Men are getting unnecessary treatment for prostate cancer because of greed in the urology community and the drug industry, University of Arizona immunobiologist Richard J. Ablin says in a new book “The Great Prostate Hoax.”
The book, recently released by Palgrave MacMillan, is subtitled “How big medicine hijacked the PSA test and caused a public health disaster.”
Ablin was 30 years old in 1970 when he was part of a research team that discovered PSA — prostate-specific antigen, which is a protein produced by the cells of the prostate gland. A high level of PSA could indicate prostate cancer.
Other scientists developed the PSA test several years later, and the U.S. Food and Drug Administration approved it in 1986. In the 1990s, the test became the norm for millions of men.
Ablin has always maintained the test is ineffective. It’s a battle cry he reiterates in his book, written with New York science writer Ronald Piana. The book says the PSA screening test is “slightly better than flipping a coin.”
Many of the 160,000 American men who undergo radical prostatectomies each year as a treatment for prostate cancer end up with complications, like impotence and incontinence. The tragedy is that such traumatizing effects are unnecessary in many cases, Ablin writes.
Nearly 240,000 men in the United States were diagnosed with prostate cancer last year, which is 14 percent of all diagnosed cancers, the National Cancer Institute says. The five-year survival rate is 99 percent. There were nearly 30,000 deaths from prostate cancer in the U.S. last year, which is 5 percent of all cancer deaths.
Ablin’s father died of prostate cancer at the age of 67, and family history is a major risk factor. Yet Ablin, who is 73, has always refused to have his own PSA tested, he writes in his book.
Ablin quotes Canadian urologist Dr. Michael Greenspan, saying that, without radical prostatectomies, “more than half of all the urology practices in the U.S. would go belly-up.”
As one case, the book cites a 51-year-old man named “John” whose blood work in conjunction with an annual physical examination reveals a slightly elevated PSA. John’s doctor sends him to a urologist in a move that Ablin calls “the doctor-to-doctor handoff that can inadvertently turn men into unwitting victims of a system that may do more harm than good.”
John has no family history of prostate cancer. He gets a biopsy under local anesthesia, which reveals cancer confined to the prostate gland. John and his wife want the cancer out. So he has surgery, and ends up incontinent and impotent.
“There was no question that John had prostate cancer, a disease that kills almost 30,000 American men every year,” Ablin writes. “However most localized cancers never leave the prostate gland and men that have them usually die of other causes, like old age.”

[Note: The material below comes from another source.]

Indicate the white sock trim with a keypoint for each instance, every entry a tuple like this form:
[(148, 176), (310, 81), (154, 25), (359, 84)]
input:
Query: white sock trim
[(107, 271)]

Ablin dedicates his book to “the countless millions of men and their families who have suffered needlessly because of the misuse of the PSA Test.”
The book has already received attention from The Economist, the New York Post, and New Scientist, among other publications. And Ablin’s opinions have landed him on the pages of the New York Times.

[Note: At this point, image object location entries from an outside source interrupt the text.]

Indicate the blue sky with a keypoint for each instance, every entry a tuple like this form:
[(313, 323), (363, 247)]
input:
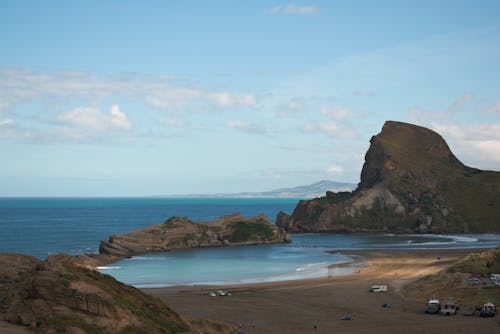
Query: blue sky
[(131, 98)]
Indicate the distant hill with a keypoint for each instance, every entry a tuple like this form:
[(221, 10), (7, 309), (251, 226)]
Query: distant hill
[(410, 182), (310, 191)]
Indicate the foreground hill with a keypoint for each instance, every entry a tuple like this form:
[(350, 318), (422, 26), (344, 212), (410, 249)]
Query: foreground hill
[(410, 182), (180, 233)]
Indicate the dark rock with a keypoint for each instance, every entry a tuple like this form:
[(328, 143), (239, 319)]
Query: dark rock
[(410, 182)]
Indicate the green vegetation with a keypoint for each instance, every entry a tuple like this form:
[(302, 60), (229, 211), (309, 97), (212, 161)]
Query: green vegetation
[(62, 322), (154, 316), (251, 231), (454, 281), (483, 264)]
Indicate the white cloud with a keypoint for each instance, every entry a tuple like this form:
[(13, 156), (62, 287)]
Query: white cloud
[(336, 112), (495, 108), (469, 132), (334, 169), (475, 145), (331, 128), (6, 122), (175, 123), (293, 108), (246, 126), (18, 85), (93, 120), (224, 99), (292, 9)]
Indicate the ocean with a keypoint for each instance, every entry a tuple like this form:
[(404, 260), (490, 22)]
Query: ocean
[(45, 226)]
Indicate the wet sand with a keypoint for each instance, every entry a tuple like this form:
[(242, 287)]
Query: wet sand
[(317, 305)]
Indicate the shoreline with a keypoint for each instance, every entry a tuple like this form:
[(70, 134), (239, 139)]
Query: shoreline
[(296, 306)]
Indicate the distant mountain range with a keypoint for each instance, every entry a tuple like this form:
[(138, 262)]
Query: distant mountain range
[(317, 189)]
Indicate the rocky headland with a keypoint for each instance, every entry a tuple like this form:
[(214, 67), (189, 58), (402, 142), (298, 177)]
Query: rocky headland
[(411, 182), (182, 233)]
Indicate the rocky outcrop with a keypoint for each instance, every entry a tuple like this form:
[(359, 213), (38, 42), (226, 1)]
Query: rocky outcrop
[(410, 182), (57, 295), (181, 233)]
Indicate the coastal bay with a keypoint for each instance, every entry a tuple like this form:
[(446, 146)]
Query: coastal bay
[(298, 306)]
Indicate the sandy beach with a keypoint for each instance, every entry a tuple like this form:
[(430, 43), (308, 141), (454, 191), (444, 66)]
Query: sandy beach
[(317, 305)]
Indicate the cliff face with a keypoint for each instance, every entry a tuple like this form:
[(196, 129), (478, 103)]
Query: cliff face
[(410, 182), (180, 233), (57, 295)]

Some of his opinions are consistent with critics of the American health system who are becoming increasingly vocal about overscreening, overdiagnosis and overtreatment.
To an extent, the medical community has already backed off the PSA test. In 2011, the U.S. Preventive Services Task Force issued a policy recommendation against routine PSA screening, and last year the American Urological Association followed with new clinical practice guidelines that do not recommend using PSA screening on average-risk men under the age of 55.

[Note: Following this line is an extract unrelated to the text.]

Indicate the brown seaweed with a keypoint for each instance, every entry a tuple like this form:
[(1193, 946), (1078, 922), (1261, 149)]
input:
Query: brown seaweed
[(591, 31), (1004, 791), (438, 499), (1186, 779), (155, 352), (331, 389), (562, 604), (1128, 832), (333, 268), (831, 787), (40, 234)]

“There is general agreement that early detection, including PSA screening, has played a key part in decreasing prostate cancer mortality,” officials from the association wrote in response to a question from the Star. “Nonetheless, optimal PSA-based screening needs to target men who are most likely to benefit from testing (such as those at a higher risk).”
Ablin acknowledges the association’s moderated recommendations in the first chapter of his book, but dismisses the changes as “too little and far too late.”
The PSA is the “best tool we have right now” for prostate-cancer screening, says Jamie Bearse, chief executive officer of ZERO, a nonprofit charity that has an aim of fighting prostate cancer. He stresses that the test is just one piece of information that doctors use.
There are several components to assessing men for prostate cancer besides the PSA test — their age, a digital rectal exam, and, if necessary, a biopsy.
Bearse’s group supports the American Urological Society’s testing guidelines, and he says his group would like to see more focus on a solution and less time on criticism.
Bearse has not read Ablin’s book, but does not agree with Ablin’s statement that PSA testing is “nothing short of a national health disaster.”
He says what’s really needed is more research to figure out how to identify aggressive cancers as opposed to indolent ones.